O que mais lhe encanta na obra de Pirandello? São as questões filosóficas que normalmente ele imprime nas suas obras?
Cacá Carvalho - É inegável a riqueza filosófica que as obras de Pirandello contêm, porém, Pirandello para nós que fazemos teatro, interessa como material de trabalho, ora cômico, ora patético, ora dramático, ora poético, ou ridículo, e esses ingredientes são ingredientes do homem, que Pirandello retrata. Então, os nossos trabalhos tentam revelar a fonte do "discurso filosófico" de Pirandello, ou seja, o homem contemporâneo e todas as suas facetas, que no dia a dia do viver são divertidas, ou tristes, ou patéticas, porém, sempre poéticas.

Da trilogia, qual parte foi a mais desafiadora para fazer? Por quê?
Todas foram desafiadoras porque sempre foram transposições de uma linguagem (literária para a linguagem teatral). Isto requer uma calma e audácia misturadas para a escolha do que é fundamental para o teatro, que será apresentado. Sem, evidentemente, descaracterizar a fonte que, no caso chama-se Luigi Pirandello. O desafio é encontrar duas fidelidades, que coexistem, a fidelidade à obra literária e a fidelidade à obra teatral. Porém, talvez, a transposição do romance "Um, nenhum e cem mil" para o espetáculo "umnenhumcemmil" tenha sido a montanha mais difícil de escalar, pois um romance é um universo, não só uma história.

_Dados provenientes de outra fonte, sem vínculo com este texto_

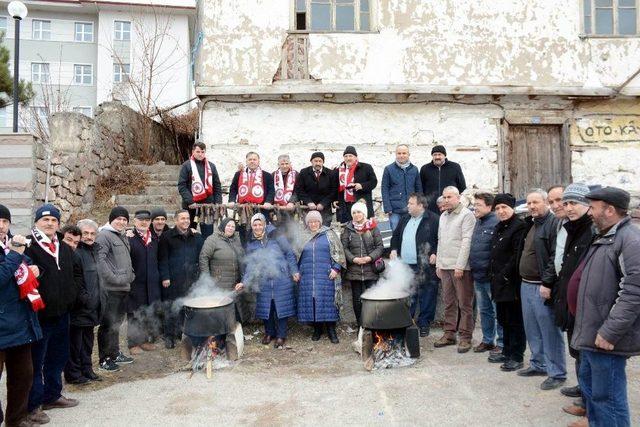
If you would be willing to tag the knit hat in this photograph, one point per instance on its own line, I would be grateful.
(439, 149)
(350, 150)
(118, 212)
(504, 199)
(5, 213)
(317, 154)
(47, 210)
(576, 192)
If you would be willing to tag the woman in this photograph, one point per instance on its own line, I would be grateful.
(362, 244)
(270, 267)
(320, 262)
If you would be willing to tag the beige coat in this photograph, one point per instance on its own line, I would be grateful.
(454, 239)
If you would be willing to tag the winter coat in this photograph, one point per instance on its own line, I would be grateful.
(358, 245)
(579, 236)
(316, 295)
(145, 289)
(503, 262)
(397, 185)
(455, 231)
(114, 260)
(609, 292)
(434, 179)
(481, 246)
(178, 262)
(18, 322)
(270, 265)
(88, 309)
(185, 179)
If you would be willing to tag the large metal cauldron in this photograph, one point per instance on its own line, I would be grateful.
(207, 316)
(388, 312)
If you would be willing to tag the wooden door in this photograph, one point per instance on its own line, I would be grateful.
(537, 157)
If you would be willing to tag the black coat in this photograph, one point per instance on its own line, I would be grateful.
(503, 265)
(179, 256)
(579, 237)
(87, 311)
(145, 289)
(435, 179)
(58, 286)
(184, 183)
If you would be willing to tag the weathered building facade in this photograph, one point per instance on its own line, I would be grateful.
(521, 93)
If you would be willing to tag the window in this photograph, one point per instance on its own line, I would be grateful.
(122, 30)
(121, 72)
(83, 32)
(39, 72)
(332, 15)
(610, 17)
(41, 30)
(83, 74)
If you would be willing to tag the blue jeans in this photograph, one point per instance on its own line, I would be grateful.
(603, 382)
(546, 340)
(49, 356)
(487, 314)
(426, 295)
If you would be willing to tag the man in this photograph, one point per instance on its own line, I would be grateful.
(538, 275)
(199, 183)
(19, 326)
(116, 275)
(452, 267)
(86, 315)
(399, 179)
(178, 255)
(356, 180)
(604, 296)
(415, 240)
(316, 187)
(59, 290)
(438, 174)
(479, 258)
(145, 289)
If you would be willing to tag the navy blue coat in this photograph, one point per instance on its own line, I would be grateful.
(270, 265)
(315, 265)
(397, 185)
(18, 322)
(480, 253)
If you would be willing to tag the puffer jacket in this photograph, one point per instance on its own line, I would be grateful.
(480, 253)
(609, 292)
(358, 245)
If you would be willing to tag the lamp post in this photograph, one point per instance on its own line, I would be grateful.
(18, 10)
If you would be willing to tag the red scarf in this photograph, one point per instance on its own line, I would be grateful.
(199, 190)
(284, 189)
(346, 176)
(251, 187)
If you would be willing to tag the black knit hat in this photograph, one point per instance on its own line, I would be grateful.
(504, 199)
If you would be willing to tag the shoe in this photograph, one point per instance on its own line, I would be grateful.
(37, 416)
(571, 391)
(482, 347)
(62, 402)
(108, 365)
(444, 341)
(123, 360)
(531, 372)
(575, 410)
(552, 383)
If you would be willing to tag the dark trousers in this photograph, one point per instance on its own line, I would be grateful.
(49, 356)
(81, 347)
(19, 366)
(109, 331)
(357, 289)
(509, 316)
(275, 326)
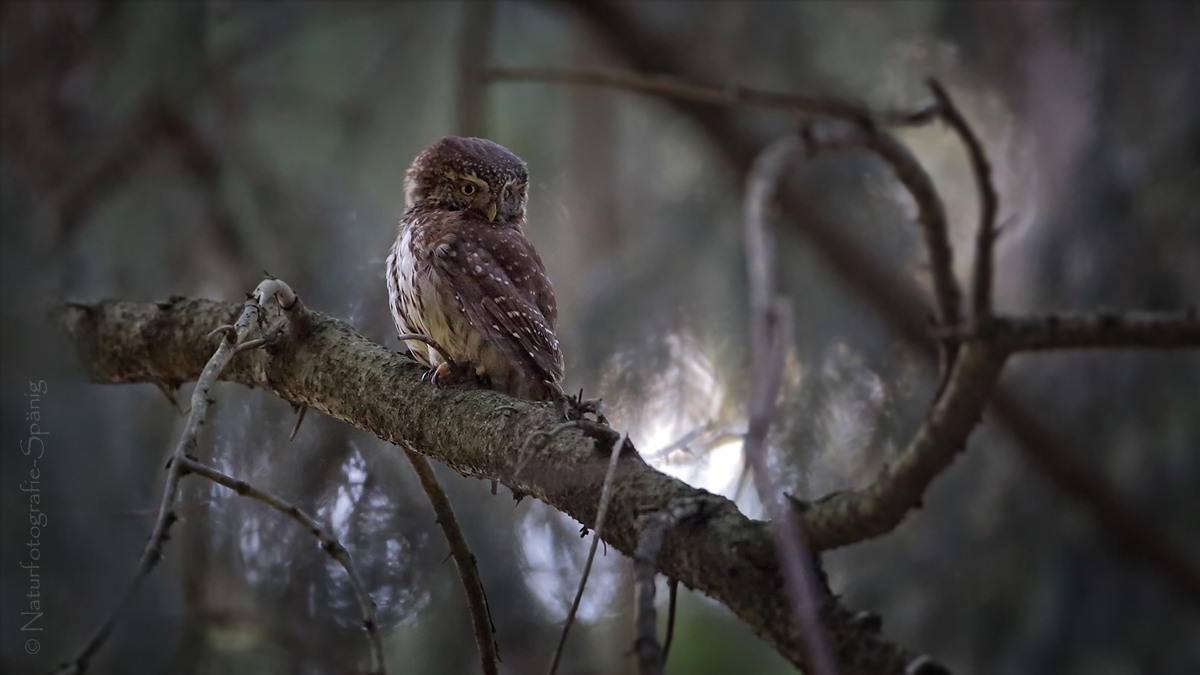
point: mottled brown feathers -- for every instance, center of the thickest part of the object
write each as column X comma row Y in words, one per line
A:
column 462, row 273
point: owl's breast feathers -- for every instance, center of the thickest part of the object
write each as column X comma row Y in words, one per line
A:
column 483, row 293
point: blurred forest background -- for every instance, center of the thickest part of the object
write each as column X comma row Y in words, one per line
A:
column 181, row 148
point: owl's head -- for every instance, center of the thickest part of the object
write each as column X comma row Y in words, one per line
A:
column 468, row 174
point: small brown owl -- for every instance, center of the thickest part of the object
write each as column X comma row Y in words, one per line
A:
column 462, row 273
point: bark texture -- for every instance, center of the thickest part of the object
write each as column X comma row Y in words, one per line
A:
column 325, row 364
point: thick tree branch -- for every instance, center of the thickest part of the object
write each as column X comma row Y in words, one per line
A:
column 894, row 298
column 477, row 432
column 853, row 515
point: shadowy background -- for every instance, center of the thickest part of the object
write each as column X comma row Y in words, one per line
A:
column 181, row 148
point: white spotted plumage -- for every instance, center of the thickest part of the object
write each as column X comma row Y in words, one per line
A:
column 492, row 306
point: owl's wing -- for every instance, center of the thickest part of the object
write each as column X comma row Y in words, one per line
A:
column 499, row 282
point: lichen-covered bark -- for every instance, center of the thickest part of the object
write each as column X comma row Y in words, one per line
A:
column 329, row 366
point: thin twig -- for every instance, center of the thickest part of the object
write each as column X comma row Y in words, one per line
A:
column 328, row 543
column 652, row 529
column 671, row 605
column 605, row 493
column 989, row 202
column 1162, row 330
column 166, row 517
column 295, row 429
column 717, row 95
column 462, row 559
column 771, row 338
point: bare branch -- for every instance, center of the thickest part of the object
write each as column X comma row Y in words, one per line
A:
column 328, row 543
column 853, row 515
column 771, row 339
column 1158, row 330
column 605, row 493
column 893, row 298
column 989, row 202
column 479, row 432
column 462, row 559
column 718, row 95
column 673, row 592
column 184, row 447
column 649, row 542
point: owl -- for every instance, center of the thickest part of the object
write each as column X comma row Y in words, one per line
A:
column 462, row 273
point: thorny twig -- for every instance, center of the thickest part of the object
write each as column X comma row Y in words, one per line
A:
column 234, row 336
column 605, row 493
column 989, row 202
column 181, row 463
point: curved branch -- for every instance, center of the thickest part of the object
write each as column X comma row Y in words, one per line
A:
column 478, row 432
column 463, row 560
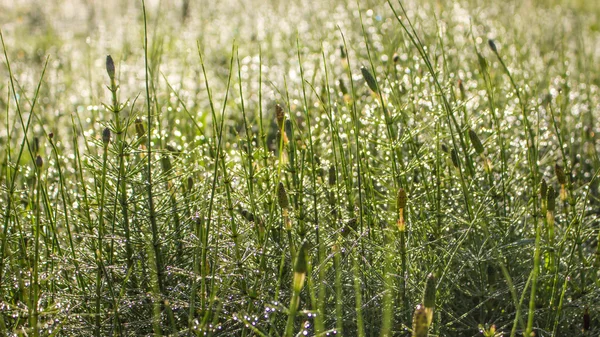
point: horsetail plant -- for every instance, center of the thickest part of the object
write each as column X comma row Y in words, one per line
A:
column 420, row 325
column 300, row 268
column 429, row 297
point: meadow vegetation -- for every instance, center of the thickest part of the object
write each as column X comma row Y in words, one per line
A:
column 274, row 168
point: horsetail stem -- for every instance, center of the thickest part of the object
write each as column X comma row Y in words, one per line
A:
column 420, row 325
column 429, row 297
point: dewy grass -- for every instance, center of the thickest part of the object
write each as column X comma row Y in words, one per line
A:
column 394, row 168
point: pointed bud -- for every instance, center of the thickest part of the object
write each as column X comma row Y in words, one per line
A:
column 543, row 189
column 454, row 157
column 332, row 175
column 106, row 136
column 492, row 46
column 369, row 79
column 551, row 199
column 560, row 174
column 420, row 326
column 282, row 198
column 461, row 88
column 35, row 146
column 482, row 62
column 476, row 142
column 39, row 162
column 139, row 128
column 401, row 199
column 190, row 183
column 342, row 86
column 289, row 130
column 279, row 115
column 247, row 214
column 300, row 267
column 429, row 297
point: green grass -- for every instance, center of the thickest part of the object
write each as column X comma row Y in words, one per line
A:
column 323, row 168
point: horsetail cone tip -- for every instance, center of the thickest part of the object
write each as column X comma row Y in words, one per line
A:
column 39, row 162
column 369, row 79
column 551, row 199
column 454, row 157
column 106, row 136
column 476, row 142
column 289, row 129
column 110, row 67
column 429, row 297
column 139, row 128
column 190, row 183
column 282, row 198
column 35, row 146
column 560, row 174
column 332, row 175
column 420, row 326
column 401, row 199
column 492, row 45
column 300, row 267
column 543, row 189
column 586, row 320
column 279, row 115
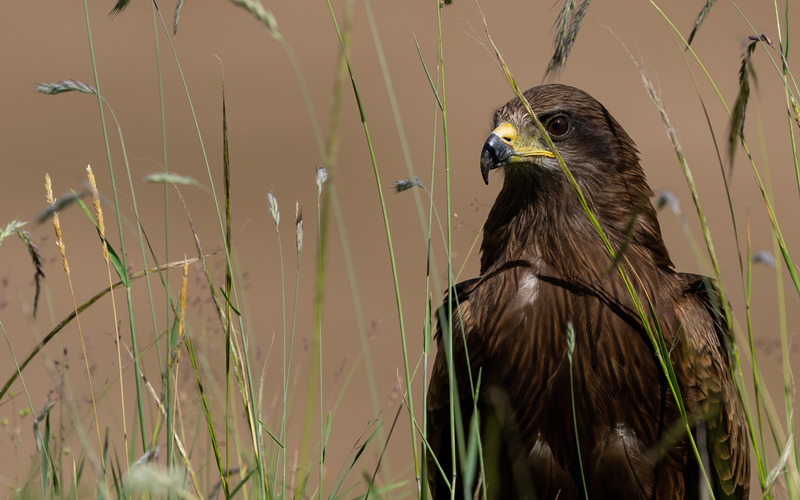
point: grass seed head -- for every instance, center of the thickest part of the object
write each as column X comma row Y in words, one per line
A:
column 322, row 176
column 65, row 86
column 98, row 210
column 298, row 224
column 272, row 203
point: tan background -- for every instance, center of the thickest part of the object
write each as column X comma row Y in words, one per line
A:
column 273, row 148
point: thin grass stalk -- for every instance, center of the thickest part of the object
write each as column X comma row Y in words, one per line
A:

Como foi se apresentar no estúdio de Pirandello, entre seus livros, na casa onde ele viveu e morreu? Posso imaginar a sua emoção...
Acho que como imagem que eu possa dar a ideia do que foi a emoção, seria como eu, com 60 anos, visitasse concretamente, fisicamente, a minha fonte, o meu berço, as minhas roupinhas infantis, tudo aquilo que sou hoje. O período que me apresentei na casa de Pirandello foi o momento em que me alimentei melhor, em toda a minha vida, porque estava na fonte.

Pode-se dizer que a solidão humana é o tema mais forte da última parte da trilogia? Você fez questão de valorizar a "insignificância" do personagem, a sua busca por uma anulação para uma nova criação, até mesmo na grafia do nome do espetáculo, em letra minúscula?
Não, o tema do último espetáculo não é a solidão, o tema é o reconhecimento da falência de um investimento/da pessoa em si. E quando você reconhece a falência de um investimento, você não fica com a solidão, você fica permeado por infinitos sentimentos. Ora você ri de si próprio, ou fica indignado com os outros, ou perplexo diante de um mundo que você nunca havia visto, ou grita, canta, ri de tudo ou de todos. Mas solidão não é o ingrediente principal... Quanto à grafia do título do espetáculo ser "umnehumcemmil", em minúsculo, é um modo de traduzir o experimento feito por Gengé (o personagem), ele queria deixar de ser o que ele era, um filho de banqueiro, um homem próprio, então "umnenhumcemmil" é um modo de trazer o que é ser um homem minúsculo.

Todos nós somos "cem mil em um"? Carregamos muitas possibilidades que às vezes acabam não se desenvolvendo por uma questão de histórico de vida, familiar? A peça tem a ver com isso?
Sim, mais isso não é somente dito por Pirandello, todos os grandes autores afirmam de formas diferentes essa consciência: dentro de nós habitam muitos. Isto já foi dito por Mario de Andrade, em "Macunaíma"; por Fernando Pessoa em tantos poemas; em Pirandello isto é um tema recorrente. Nunca nós seremos um, porque nós somos sempre uma reação a uma circunstância na qual estamos envolvidos e muitas vezes essa resposta nos surpreende.

Está é a quarta vez que participa do Filo? Qual a sua expectativa?
Acho que vou me repetir, pois já disse e reafirmo que Londrina é uma cidade que precisa agradecer ao Filo todos os dias. Pois um Festival de Teatro que existe ou resiste há 45 anos ofereceu horizontes culturais, horizontes formativos, horizontes de divertimento para várias gerações de jovens. Centenas e centenas de artistas do mundo inteiro na cidade de Londrina jogaram toda sua energia criativa para alimentar o interior do Paraná. Então, quando desta vez meu trabalho é convidado para fechar o Filo deste ano, o meu compromisso é muito grande, ser a cereja do bolo, aquele espetáculo que não fechará um festival, mas fechará o sentido de um festival, e isso honra a mim, a minha equipe. Pontedera, onde tudo nasceu, e Pirandello, de onde estiver vivendo, nunca imaginaram que um romance fosse fechar um festival de tamanha importância em Londrina.